Que Benjamin Netanyahou soit prêt, pour la première fois, à dépendre du soutien du Ra'am (Liste arabe unie), un parti arabe islamiste, constitue une lueur d'espoir dans son désespoir de devoir recueillir du soutien de n'importe quelle source. Il permet ainsi à d'autres de coopérer avec les partis arabes qui représentent les citoyens palestiniens d'Israël. Dans la triste réalité de la politique israélienne, qui a toujours délégitimé tout gouvernement soutenu par les représentants des citoyens palestiniens (notamment de la part du Premier ministre actuel), le désespoir de ce dernier pourrait enfin marquer la naissance d'une nouvelle ère marquée par la normalisation de la participation des Palestiniens aux instances gouvernementales du pays.

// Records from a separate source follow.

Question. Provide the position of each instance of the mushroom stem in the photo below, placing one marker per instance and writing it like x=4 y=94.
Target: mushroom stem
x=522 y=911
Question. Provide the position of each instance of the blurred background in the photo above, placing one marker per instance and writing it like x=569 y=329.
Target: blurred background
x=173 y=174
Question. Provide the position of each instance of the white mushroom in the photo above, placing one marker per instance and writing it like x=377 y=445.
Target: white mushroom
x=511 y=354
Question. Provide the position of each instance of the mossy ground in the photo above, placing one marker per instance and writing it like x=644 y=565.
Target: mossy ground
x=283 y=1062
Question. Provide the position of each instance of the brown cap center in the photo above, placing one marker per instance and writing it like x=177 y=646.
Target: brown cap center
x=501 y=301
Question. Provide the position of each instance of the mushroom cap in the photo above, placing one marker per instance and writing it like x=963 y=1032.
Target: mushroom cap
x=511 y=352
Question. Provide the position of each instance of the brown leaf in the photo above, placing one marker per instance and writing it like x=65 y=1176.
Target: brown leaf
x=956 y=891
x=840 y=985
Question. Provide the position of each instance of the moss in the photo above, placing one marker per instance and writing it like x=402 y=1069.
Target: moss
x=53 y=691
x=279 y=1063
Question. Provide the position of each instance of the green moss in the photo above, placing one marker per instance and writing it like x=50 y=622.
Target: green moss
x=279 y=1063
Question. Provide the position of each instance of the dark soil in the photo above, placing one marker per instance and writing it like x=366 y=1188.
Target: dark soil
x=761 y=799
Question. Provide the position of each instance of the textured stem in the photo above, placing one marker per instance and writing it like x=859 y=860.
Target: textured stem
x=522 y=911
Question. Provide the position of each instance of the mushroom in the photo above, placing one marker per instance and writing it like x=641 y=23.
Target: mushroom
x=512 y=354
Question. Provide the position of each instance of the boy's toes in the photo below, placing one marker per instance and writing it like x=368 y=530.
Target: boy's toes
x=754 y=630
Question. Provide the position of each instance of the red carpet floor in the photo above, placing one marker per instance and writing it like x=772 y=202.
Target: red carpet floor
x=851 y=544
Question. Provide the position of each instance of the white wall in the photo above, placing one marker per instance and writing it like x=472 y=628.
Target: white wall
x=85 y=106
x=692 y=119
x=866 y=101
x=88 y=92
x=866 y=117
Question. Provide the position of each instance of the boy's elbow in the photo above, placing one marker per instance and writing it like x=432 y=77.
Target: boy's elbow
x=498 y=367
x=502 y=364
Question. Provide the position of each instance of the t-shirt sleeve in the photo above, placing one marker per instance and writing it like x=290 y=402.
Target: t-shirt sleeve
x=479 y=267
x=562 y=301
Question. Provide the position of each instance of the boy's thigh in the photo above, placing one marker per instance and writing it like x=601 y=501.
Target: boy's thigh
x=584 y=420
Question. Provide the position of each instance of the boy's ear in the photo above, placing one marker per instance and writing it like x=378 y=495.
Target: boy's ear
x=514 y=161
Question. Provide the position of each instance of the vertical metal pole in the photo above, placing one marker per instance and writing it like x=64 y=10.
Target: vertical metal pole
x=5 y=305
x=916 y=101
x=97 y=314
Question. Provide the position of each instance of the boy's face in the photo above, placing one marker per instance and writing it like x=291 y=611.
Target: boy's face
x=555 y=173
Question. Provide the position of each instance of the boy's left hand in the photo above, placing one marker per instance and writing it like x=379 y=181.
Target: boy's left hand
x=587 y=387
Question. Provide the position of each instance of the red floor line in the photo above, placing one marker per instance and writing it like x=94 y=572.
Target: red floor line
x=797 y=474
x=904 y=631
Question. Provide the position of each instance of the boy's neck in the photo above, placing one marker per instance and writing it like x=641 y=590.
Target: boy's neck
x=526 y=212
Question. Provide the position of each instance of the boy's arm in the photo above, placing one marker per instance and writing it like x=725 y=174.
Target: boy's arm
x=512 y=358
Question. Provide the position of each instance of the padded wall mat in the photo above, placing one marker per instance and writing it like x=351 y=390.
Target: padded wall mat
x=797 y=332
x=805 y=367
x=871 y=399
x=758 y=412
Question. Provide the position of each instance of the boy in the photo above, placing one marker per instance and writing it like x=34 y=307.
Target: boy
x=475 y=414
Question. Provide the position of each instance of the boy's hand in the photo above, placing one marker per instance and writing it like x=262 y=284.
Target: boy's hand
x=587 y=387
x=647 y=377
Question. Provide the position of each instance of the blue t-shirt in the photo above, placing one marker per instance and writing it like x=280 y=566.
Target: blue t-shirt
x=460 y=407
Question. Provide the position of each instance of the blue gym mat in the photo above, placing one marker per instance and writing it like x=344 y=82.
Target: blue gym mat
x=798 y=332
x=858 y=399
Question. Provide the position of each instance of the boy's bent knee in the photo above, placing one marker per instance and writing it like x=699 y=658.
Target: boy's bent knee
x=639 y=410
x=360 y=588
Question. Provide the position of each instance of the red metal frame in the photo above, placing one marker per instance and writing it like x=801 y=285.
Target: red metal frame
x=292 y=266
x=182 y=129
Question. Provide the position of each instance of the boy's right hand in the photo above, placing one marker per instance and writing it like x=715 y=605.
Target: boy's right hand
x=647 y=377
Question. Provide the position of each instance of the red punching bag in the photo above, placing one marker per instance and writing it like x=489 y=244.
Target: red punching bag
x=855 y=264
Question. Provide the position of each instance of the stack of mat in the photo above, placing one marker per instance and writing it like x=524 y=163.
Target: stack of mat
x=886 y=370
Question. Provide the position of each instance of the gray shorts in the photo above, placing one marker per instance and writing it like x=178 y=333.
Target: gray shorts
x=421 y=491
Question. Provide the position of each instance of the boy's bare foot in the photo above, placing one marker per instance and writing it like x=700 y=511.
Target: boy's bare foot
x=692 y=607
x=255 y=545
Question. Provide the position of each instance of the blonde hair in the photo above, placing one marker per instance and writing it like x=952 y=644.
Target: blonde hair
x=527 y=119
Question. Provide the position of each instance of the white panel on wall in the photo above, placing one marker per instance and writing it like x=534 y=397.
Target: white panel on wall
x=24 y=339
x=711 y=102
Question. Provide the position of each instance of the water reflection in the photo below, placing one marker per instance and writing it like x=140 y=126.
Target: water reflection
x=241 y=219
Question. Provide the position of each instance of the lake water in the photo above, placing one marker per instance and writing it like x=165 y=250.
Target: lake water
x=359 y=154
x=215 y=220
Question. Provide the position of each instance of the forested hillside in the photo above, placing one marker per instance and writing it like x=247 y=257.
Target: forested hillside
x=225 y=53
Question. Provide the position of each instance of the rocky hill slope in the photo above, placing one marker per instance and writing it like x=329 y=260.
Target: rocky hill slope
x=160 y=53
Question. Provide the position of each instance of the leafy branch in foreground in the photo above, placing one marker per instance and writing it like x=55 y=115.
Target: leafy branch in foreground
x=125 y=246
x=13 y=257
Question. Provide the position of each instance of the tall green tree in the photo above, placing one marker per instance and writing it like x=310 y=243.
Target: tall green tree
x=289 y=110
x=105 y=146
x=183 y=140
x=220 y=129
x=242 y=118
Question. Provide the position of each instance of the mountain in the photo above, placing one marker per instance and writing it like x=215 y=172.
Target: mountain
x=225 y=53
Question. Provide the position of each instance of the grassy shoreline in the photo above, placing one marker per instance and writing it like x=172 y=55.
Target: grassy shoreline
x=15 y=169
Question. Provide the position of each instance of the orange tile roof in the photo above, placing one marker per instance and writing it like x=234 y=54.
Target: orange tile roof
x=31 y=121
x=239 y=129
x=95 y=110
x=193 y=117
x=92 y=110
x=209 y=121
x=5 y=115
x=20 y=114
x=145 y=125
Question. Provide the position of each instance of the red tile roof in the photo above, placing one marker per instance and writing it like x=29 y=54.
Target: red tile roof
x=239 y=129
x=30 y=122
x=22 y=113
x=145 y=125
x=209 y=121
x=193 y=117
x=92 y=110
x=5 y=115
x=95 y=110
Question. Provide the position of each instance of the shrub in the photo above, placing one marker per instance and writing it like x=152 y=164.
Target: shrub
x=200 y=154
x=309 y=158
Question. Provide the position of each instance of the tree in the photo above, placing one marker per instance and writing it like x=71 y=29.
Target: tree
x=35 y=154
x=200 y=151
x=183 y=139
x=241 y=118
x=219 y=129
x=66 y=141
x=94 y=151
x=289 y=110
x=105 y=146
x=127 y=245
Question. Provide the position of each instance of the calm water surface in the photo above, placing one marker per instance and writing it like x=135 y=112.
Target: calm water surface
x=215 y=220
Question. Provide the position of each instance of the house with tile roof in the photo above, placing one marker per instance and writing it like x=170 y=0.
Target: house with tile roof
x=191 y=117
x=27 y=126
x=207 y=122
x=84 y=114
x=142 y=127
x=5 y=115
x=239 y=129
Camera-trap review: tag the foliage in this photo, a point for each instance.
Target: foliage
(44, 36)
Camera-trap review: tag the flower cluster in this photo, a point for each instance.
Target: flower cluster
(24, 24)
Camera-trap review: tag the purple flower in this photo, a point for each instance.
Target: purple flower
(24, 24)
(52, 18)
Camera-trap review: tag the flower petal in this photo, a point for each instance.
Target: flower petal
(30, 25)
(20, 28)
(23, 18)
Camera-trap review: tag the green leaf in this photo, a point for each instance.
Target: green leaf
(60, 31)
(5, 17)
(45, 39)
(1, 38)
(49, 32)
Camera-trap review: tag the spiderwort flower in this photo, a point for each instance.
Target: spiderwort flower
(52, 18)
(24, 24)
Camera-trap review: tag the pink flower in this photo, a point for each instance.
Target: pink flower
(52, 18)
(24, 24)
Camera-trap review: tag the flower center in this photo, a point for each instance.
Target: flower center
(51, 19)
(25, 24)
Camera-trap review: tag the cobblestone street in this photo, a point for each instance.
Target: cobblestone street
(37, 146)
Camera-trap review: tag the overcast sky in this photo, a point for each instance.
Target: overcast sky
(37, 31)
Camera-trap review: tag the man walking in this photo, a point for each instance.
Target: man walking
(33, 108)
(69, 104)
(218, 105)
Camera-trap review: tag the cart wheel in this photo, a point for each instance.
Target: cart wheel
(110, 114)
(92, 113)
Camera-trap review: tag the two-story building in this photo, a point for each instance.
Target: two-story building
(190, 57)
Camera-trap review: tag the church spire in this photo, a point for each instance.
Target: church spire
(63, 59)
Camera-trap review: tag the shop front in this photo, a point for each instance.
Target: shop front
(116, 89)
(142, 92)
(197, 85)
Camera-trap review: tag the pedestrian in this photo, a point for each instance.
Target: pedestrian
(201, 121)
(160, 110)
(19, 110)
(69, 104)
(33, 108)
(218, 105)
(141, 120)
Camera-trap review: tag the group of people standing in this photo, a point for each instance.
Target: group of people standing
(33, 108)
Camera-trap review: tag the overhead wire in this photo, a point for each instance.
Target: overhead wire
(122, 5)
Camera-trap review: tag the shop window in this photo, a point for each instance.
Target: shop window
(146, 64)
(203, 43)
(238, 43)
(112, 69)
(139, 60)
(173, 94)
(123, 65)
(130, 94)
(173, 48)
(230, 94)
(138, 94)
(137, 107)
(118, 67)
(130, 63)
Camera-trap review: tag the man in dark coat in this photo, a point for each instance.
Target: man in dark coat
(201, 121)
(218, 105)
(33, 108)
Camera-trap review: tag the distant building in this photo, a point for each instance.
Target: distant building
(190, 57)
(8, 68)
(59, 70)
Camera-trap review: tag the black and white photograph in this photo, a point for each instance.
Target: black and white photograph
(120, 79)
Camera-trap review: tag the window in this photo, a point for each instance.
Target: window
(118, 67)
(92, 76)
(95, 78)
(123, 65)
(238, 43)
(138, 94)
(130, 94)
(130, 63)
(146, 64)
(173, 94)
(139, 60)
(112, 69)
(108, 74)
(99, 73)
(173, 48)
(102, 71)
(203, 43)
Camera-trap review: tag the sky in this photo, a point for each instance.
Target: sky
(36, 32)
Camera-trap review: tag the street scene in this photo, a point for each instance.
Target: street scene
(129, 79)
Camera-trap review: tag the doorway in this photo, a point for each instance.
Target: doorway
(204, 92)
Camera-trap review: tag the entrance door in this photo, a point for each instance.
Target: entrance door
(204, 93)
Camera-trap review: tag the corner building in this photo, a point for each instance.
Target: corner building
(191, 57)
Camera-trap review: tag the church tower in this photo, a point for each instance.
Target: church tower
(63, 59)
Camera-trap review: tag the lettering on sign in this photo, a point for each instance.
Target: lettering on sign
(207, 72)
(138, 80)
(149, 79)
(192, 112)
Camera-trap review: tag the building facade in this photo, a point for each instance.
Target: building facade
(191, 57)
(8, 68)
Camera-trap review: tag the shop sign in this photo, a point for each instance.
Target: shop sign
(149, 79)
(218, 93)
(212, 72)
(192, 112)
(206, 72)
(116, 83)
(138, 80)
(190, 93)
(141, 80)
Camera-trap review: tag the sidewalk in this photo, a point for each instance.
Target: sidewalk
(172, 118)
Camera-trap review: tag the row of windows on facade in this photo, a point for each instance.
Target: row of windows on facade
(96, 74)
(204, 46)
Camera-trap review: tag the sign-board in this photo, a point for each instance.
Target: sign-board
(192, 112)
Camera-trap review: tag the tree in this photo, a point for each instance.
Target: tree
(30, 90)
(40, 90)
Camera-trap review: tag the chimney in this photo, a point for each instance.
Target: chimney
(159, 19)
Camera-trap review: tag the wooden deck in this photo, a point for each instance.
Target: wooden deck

À présent que Reuven Rivlin a nommé M. Netanyahou pour être le premier à former un gouvernement, les partisans de «Anyone but Bibi» («n'importe qui sauf Bibi» soit le slogan des groupes opposés à Netanyahou) mettront-ils en veilleuse leurs ego et leurs rivalités pour atteindre leur objectif ultime: en finir avec l'ère Netanyahou? Ou alors, le maître rescapé et grand manipulateur de la politique israélienne parviendra-t-il à conserver son emprise tant sur la politique que sur la société d'Israël?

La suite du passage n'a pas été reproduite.